My text (p. 30, eq. 2.17) states the "commutative law" for sums as
$$\sum\limits_{k\in K}{a_k} = \sum\limits_{p(k)\in K}{a_{p(k)}}$$
where $p$ is a permutation and $K$ is a set of integers.
While I understand how this rule, as stated, can be applied, I don't understand how this can be a complete statement of commutativity, or suffice for the manipulations made subsequently (in fact, immediately following; second equality of second to last equation on same page) in the text.
Isn't it more complete (and necessary of the law is to be used as it seems to be in subsequent discussion) to say
$$\sum\limits_{k\in K}{a_k} = \sum\limits_{k\in p(K)}{a_{q(k)}}$$
where $K$ is ordered, $p(K)$ is $p$ applied to each element of $K$, and $p$ and $q$ are any permutations (including $p=q$ and $p(k)=q(k)=k$)?
As stated in the text, saying $p(k)\in K$ is no different from saying $k\in K$ (since $K$ has no order), an failing to distinguish $p$ and $q$ misses the opportunity to independently rearrange summand expression and the summation order (a technique used often in the text).
It’s probably better to think of this commutative law as a renaming law: it says that as long as the renaming is bijective and is carried out consistently, it doesn’t affect the value of the summation.

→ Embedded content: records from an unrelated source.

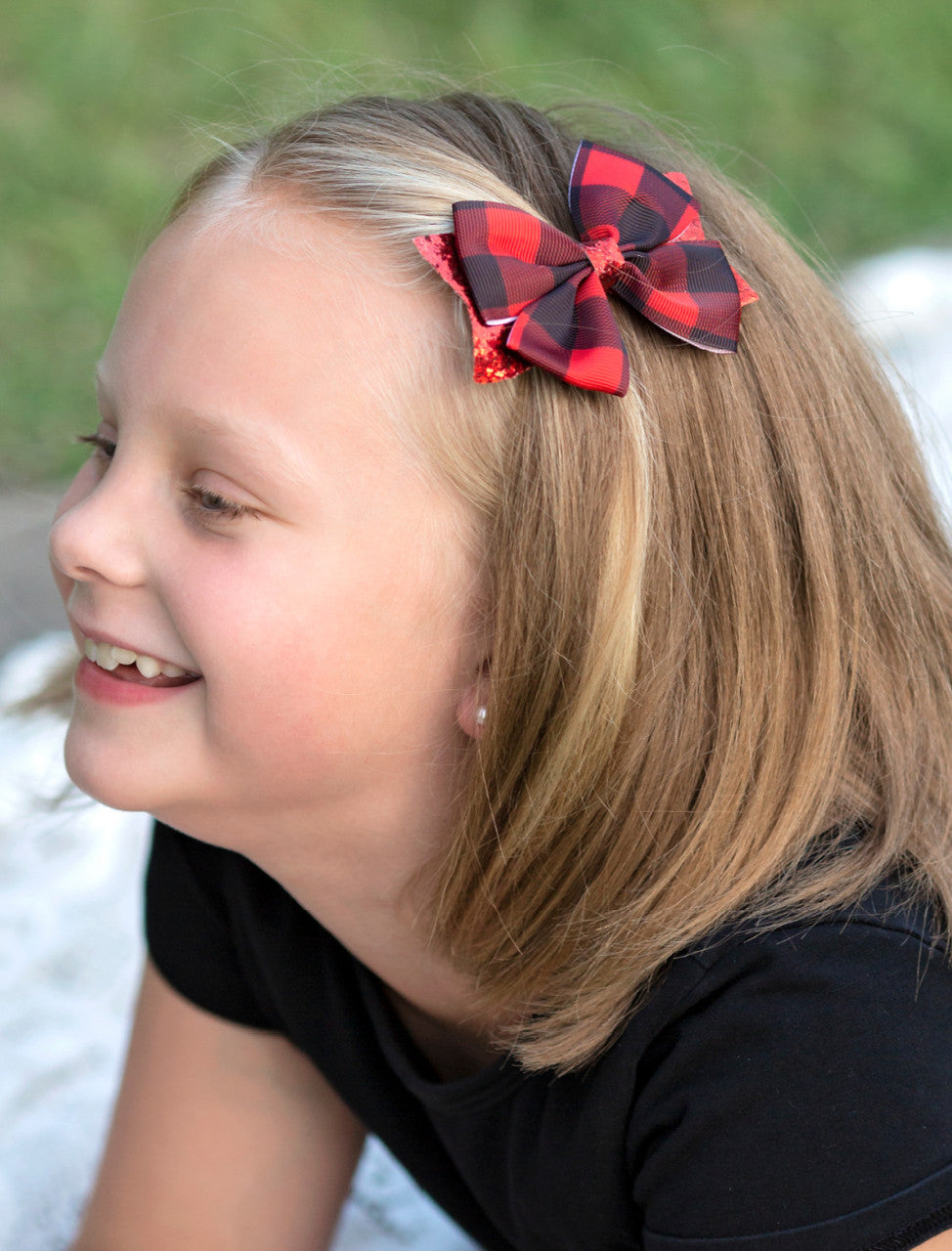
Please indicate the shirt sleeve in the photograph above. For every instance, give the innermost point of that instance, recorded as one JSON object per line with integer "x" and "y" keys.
{"x": 802, "y": 1100}
{"x": 189, "y": 926}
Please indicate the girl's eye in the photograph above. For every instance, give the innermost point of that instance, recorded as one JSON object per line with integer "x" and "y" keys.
{"x": 209, "y": 504}
{"x": 102, "y": 446}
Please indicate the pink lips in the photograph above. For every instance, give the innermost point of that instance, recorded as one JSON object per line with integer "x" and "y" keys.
{"x": 125, "y": 686}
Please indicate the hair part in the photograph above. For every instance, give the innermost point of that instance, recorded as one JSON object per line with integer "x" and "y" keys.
{"x": 720, "y": 637}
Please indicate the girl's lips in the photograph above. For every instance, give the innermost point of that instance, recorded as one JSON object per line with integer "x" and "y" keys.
{"x": 125, "y": 684}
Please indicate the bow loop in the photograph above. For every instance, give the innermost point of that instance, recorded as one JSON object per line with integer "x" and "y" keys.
{"x": 538, "y": 297}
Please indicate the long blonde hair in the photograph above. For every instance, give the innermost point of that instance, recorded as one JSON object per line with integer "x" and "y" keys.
{"x": 722, "y": 604}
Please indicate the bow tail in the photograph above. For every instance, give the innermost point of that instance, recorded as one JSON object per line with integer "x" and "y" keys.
{"x": 572, "y": 333}
{"x": 687, "y": 289}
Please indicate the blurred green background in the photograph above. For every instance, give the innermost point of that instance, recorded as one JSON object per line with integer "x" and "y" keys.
{"x": 839, "y": 112}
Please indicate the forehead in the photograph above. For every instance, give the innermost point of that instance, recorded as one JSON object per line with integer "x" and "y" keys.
{"x": 277, "y": 325}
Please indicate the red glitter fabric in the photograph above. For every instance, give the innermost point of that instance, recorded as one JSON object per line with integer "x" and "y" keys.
{"x": 538, "y": 297}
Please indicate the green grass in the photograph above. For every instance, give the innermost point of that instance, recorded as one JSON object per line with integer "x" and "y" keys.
{"x": 839, "y": 114}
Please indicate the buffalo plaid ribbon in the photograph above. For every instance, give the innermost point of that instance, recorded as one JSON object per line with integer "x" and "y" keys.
{"x": 538, "y": 297}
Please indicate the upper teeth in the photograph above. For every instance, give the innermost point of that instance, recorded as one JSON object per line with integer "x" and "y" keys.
{"x": 108, "y": 657}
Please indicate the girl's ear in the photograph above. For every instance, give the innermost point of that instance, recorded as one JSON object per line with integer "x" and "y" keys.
{"x": 472, "y": 710}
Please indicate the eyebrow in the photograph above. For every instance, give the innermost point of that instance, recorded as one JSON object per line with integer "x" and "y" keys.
{"x": 253, "y": 441}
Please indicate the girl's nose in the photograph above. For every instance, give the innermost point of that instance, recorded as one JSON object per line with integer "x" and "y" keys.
{"x": 97, "y": 532}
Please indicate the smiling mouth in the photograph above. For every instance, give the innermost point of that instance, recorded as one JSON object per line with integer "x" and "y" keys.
{"x": 128, "y": 666}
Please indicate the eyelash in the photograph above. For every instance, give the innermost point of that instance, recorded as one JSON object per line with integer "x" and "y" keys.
{"x": 201, "y": 500}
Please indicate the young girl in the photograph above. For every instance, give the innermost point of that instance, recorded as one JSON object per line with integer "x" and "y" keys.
{"x": 544, "y": 706}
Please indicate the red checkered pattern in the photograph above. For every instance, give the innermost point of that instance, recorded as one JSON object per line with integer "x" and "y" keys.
{"x": 537, "y": 295}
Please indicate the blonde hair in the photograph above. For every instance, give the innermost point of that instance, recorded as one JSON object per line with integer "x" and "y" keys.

The consistency is enforced by having $p(k)$ both in the range of summation and in the summand. And the consistency is important. Suppose that $K=\{1,2\}$, $a_k=k$, $p:\Bbb Z\to\Bbb Z:k\mapsto 3-k$, and $q:\Bbb Z\to\Bbb Z:k\mapsto k+3$. Then
$$\sum_{p(k)\in K}a_{q(k)}=\sum_{3-k\in K}(k+3)=9\ne3=\sum_{k\in K}k=\sum_{k\in K}a_k\;.$$
Let’s take a look at the specific example that you mention,
$$\sum_{0\le n-k\le n}\big(a+b(n-k)\big)=\sum_{0\le k\le n}(a+bn-bk)\;,$$
to see that this renaming law actually suffices.
Let $K=\{0,1,\ldots,n\}$ and $p:\Bbb Z\to\Bbb Z:k\mapsto n-k$; $p$ is a permutation of the integers, and $p[K]=K$. Then
$$\begin{align*} \sum_{0\le n-k\le n}\big(a+b(n-k)\big)&=\sum_{p(k)\in K}\big(a+bp(k)\big)\\ &=\sum_{k\in K}(a+bk)&(\text{commutativity})\\ &=\sum_{p(k)\in p[K]}(a+bk)&(p\text{ is a permutation})\\ &=\sum_{p(k)\in K}(a+bk)&(p[K]=K)\\ &=\sum_{p(k)\in K}\big(a+bn-b(n-k)\big)\\ &=\sum_{p(k)\in K}\big(a+bn-bp(k)\big)\\ &=\sum_{k\in K}(a+bn-bk)&(\text{commutativity})\\ &=\sum_{0\le k\le n}(a+bn-bk)\;. \end{align*}$$